The Mudry CAP 20 is a French family of aerobatic competition single seater monoplanes.

==Design and development==
The Mudry CAP 20 was developed at the same time as the CAP 10, as a single-seat aerobatic version. It was followed by a lightweight version designated the CAP 20L which in turn was replaced by the CAP 21 with more advanced wing.

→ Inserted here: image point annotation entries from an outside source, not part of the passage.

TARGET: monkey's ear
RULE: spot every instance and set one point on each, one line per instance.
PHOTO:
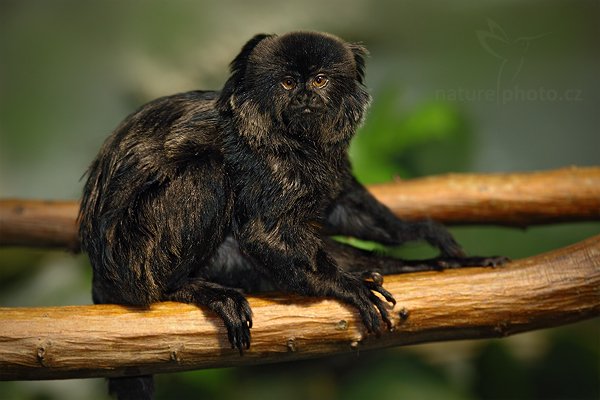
(360, 53)
(238, 71)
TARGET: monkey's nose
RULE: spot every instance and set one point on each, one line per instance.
(305, 101)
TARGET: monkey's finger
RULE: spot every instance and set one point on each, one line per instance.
(382, 311)
(372, 276)
(381, 290)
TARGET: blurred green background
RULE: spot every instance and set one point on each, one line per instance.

The CAP 20 was developed as a single-seat acrobatic version of the company's CAP 10; it was used by the French Air Force's flying demonstration team, Equipe de Voltige Aerienne. The CAP 20L is externally similar to the 20, but is a structurally new design. The wing planform is more angular; the dihedral is less (1.5 degrees); the fuselage cross-section is distinct, with a rounded top (the 20 used a triangular-shaped top deck). Its dimensions are slightly reduced, and the empty weight was considerably lower (the L stands for leger, or light).

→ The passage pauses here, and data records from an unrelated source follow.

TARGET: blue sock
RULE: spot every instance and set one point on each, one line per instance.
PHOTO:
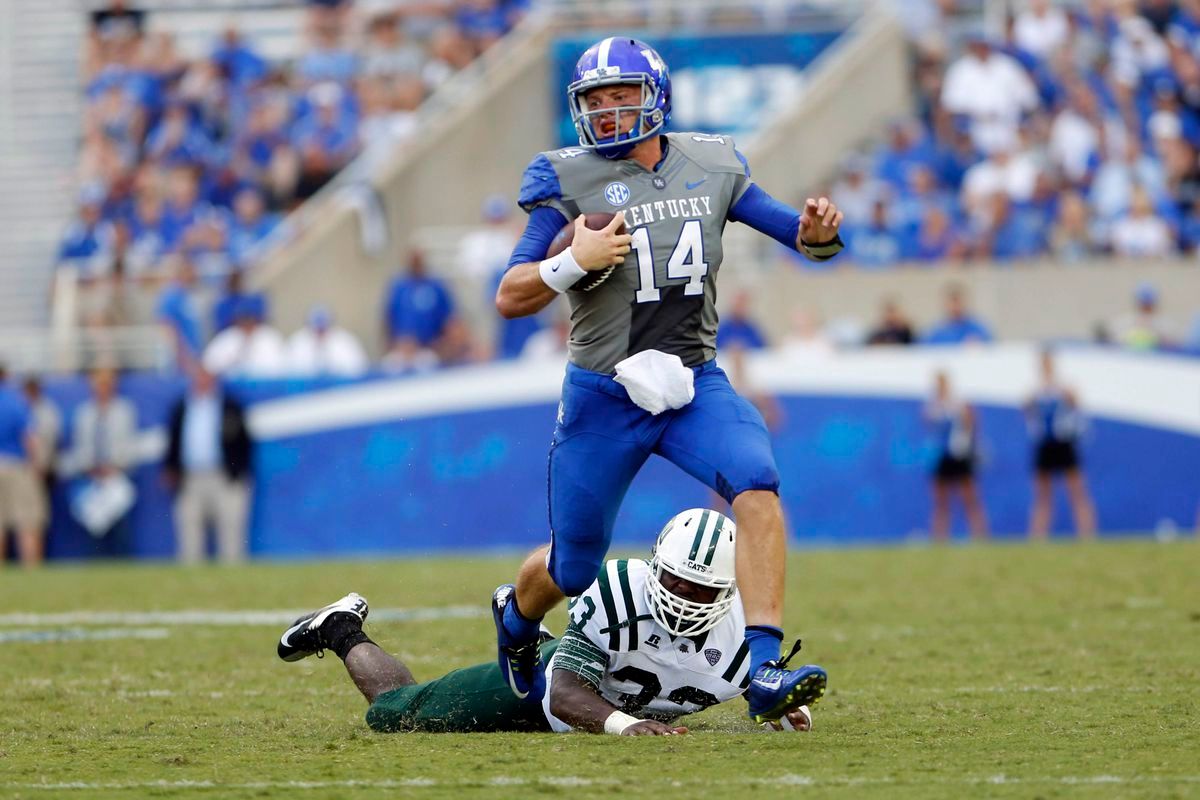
(765, 642)
(517, 625)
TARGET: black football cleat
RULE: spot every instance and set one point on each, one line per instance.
(304, 638)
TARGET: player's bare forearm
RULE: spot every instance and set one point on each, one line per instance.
(576, 703)
(522, 292)
(820, 222)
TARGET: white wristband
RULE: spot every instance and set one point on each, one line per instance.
(561, 271)
(617, 722)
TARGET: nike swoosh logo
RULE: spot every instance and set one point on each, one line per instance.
(287, 633)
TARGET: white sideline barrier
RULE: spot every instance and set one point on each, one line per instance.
(1152, 390)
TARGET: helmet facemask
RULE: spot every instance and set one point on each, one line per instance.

Production of the 20L was suspended in July 1979, when managers decided to improve its wing design. However, when the new wing was introduced, the overall design was tweaked to the point that a new designation (CAP 21) was used to designate the series.

The CAP-21 was then developed as the CAP-230.

==Variants==
- CAP 20
Initial version, 9 aircraft (1 CAP-20, 3 CAP-20A, 4 CAP-20B, 1 CAP-20E)
- CAP 20L-180
Lightweight variant powered by a 134 kW Avco Lycoming piston engine, only one aircraft produced.
- CAP 20LS-200
Lightweight variant powered by a 149 kW Avco Lycoming IO-360-RCF piston engine, 12 aircraft.
- CAP 21
Improved version with new advanced aerofoil section wing and new landing gear, 18 aircraft.
- CAP-21-260
 A CAP-21 retrofitted with a 194 kW engine.